Mais ce qu'il y a de plus curieux, c'est que tout le passage est copié de l'épître de Jude (v. 17), de sorte que le doute au sujet de sa véritable portée n'est plus permis.

Nous pensons que ces divers arguments sont plus que suffisants pour démontrer que les doutes des anciens n'étaient que trop justifiés, et qu'ils auraient dès lors abouti au jugement que la critique se voit obligée de formuler aujourd'hui, si l'étude des textes s'était faite avec quelque peu de méthode scientifique. Calvin, pour ne pas avoir à recourir à l'idée d'une fraude pieuse, et pour ne pas sacrifier l'épître elle-même qui lui paraissait écrite dans un esprit parfaitement chrétien, imagina l'hypothèse d'un disciple de Pierre qui se serait inspiré des idées de son maître et aurait eu ainsi un certain droit de mettre le nom de celui-ci en tête de son ouvrage. Cet expédient, car ce n'est pas autre chose, n'écarte pas tous les arguments à faire valoir contre la thèse de l'antiquité de l'épître et n'infirme aucunement les preuves d'une origine beaucoup plus récente. On découvre trop aisément que l'auteur prend un masque pour parler avec plus d'autorité, et qu'il ne reste pas fidèle à son rôle. Ainsi encore, en sa qualité de Pierre, il représente les adversaires qu'il combat comme devant apparaître dans l'avenir seulement (chap.
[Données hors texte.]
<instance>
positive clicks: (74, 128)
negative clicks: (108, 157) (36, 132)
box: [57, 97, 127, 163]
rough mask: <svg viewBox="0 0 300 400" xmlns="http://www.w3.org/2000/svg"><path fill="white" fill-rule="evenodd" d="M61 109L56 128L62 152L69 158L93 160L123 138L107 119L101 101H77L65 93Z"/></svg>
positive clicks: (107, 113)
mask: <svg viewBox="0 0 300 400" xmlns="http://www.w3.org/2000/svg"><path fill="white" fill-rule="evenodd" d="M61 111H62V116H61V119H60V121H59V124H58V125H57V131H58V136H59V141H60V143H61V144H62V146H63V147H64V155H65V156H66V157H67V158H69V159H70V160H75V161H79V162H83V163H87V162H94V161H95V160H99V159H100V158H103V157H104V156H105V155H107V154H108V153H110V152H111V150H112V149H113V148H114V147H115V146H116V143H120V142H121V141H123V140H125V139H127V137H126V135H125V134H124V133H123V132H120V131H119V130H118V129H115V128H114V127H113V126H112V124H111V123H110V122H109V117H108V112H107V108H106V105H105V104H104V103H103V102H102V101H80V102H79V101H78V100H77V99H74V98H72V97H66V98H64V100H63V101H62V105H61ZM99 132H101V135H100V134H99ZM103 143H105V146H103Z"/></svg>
II, 1), et il affecte de prévenir d'avance les chrétiens contre leurs erreurs; mais aussitôt après, se plaçant au point de vue de la réalité en face de laquelle il écrit, il les dépeint comme actuellement présents, comme constituant un fait, une situation donnée, et nous comprenons que c'est le besoin de combattre avec plus de chances de succès un danger très-alarmant qui lui a suggéré l'idée de mettre en avant un nom généralement vénéré dans l'Église. Ce procédé était tellement à l'ordre du jour au second siècle et chez tous les partis (c'était même une coutume littéraire, nous dirions presque un genre, déjà au sein du judaïsme), que nous aurions bien tort de faire intervenir ici des principes de morale, soit pour formuler un blâme sévère contre ce qu'on appellerait aujourd'hui une supercherie ou une falsification, soit pour prononcer l'anathème contre une critique téméraire qui oserait seulement soupçonner un livre, compris dans la Bible, de devoir son origine à une équivoque.